Kalangan Komisi I DPR mensinyalir adanya penggelembungan dana dalam pengadaan pesawat tempur jenis Sukhoi TNI AU sekitar 40-100 persen.
Hal itu disampaikan anggota Komisi I dari FPG Joko Subroto dalam rapat dengar pendapat KSAU Marsekal Herman Prayitno dengan Komisi I DPR, di Jakarta, Senin (19/2).
Joko pun mendesak agar Mabes TNI AU mengkaji dan mempertanggungjawabkan pengadaan pesawat tempur tersebut sampai masalah penggelembungan dana itu dapat diselesaikan dan diklarifikasi.
"Saat ini kami menduga adanya mark-up yang cukup tinggi dalam pengadaaan Sukhoi yakni antara 40-60 persen, " ujar Joko.
Ia mengaku heran di saat anggaran pemerintah terbatas, TNI AU mampu membeli pesawat yang harganya relatif tinggi. "Hal itu penting mengingat kondisi anggaran pemerintah yang masih terbatas. DPR akan mendukung setiap kebijakan pemerintah dan TNI untuk meningkatkan kemampuannya, tetapi tetap harus dilakukan secara transparan dan akuntabel, " ujar Joko.
Hal senada diungkapkan oleh anggota Komisi I lainnya, Happy Bone yang mengatakan pembahasan pengadaan alutsista terutama yang mematikan seperti pesawat tempur harus dilakukan secara intensif dan mendalam antara TNI AU dan Komisi I DPR hingga pengadaannya benar-benar akuntabel sesuai dengan anggaran yang tersedia.

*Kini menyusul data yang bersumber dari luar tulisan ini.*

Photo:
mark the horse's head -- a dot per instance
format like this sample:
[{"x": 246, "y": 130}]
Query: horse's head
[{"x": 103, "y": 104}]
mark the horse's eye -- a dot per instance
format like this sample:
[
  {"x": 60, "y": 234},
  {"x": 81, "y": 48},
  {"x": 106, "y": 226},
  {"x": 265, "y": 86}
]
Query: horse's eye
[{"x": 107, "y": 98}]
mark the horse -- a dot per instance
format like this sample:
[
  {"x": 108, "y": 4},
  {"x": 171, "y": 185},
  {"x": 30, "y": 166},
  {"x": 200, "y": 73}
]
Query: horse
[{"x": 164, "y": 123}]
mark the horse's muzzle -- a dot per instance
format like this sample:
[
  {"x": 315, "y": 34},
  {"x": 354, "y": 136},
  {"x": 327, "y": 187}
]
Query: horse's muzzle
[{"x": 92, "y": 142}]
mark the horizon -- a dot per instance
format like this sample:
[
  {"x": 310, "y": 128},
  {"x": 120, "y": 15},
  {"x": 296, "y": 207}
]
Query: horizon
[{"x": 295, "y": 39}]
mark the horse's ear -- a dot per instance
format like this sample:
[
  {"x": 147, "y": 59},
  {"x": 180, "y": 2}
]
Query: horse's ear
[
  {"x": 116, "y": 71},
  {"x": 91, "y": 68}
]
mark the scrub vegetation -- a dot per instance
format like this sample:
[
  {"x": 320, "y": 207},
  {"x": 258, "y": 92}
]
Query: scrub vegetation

Ia menambahkan, transparansi dan akuntabilitas perlu untuk mendukung profesionalisme TNI, khususnya dalam pengadaan alat utama sistem senjata (alutsista).
"Kita mengharapkan ada pembicaraan yang mendalam dalam hal pengadaan alutsista, termasuk pesawat tempur Sukhoi, " katanya.
Pernyataan serupa disampaikan anggota Komisi I dari Fraksi Damai Sejaktera, Jeffrie Masie. Menurutnya, ada penggelembungan dana hingga 100 persen dalam pengadaan Sukhoi dari pabrik "Knaapo Rusia." "Ini harus dijelaskan oleh TNI AU, " ujar dia.
Sementara itu, KSAU Herman Prayitno mengatakan rencana pengadaan pesawat tempur Sukhoi sudah dilakukan sejak 1997, namun terhenti karena krisis moneter.
Pada 2003 pemerintah memutuskan untuk membeli pesawat jenis Flanker dari Rusia, namun pihak Rusia hanya bisa memberikan pesawat tempur tipe SU-27 MK dan SU-30 MK masing-masing dua unit. Namun dua jenis pesawat tempur Sukhoi itu belum dilengkapi sistem komunikasi dan navigasi sesuai standar internasional (masih menggunakan sistem Rusia).
Herman Prayitno mengungkapkan, pengadaan Sukhoi yang akan datang tetap akan menggunakan produk dari pabrik "Knnapo" karena beberapa pertimbangan seperti penyerapan teknologi dan pengadaan suku cadang.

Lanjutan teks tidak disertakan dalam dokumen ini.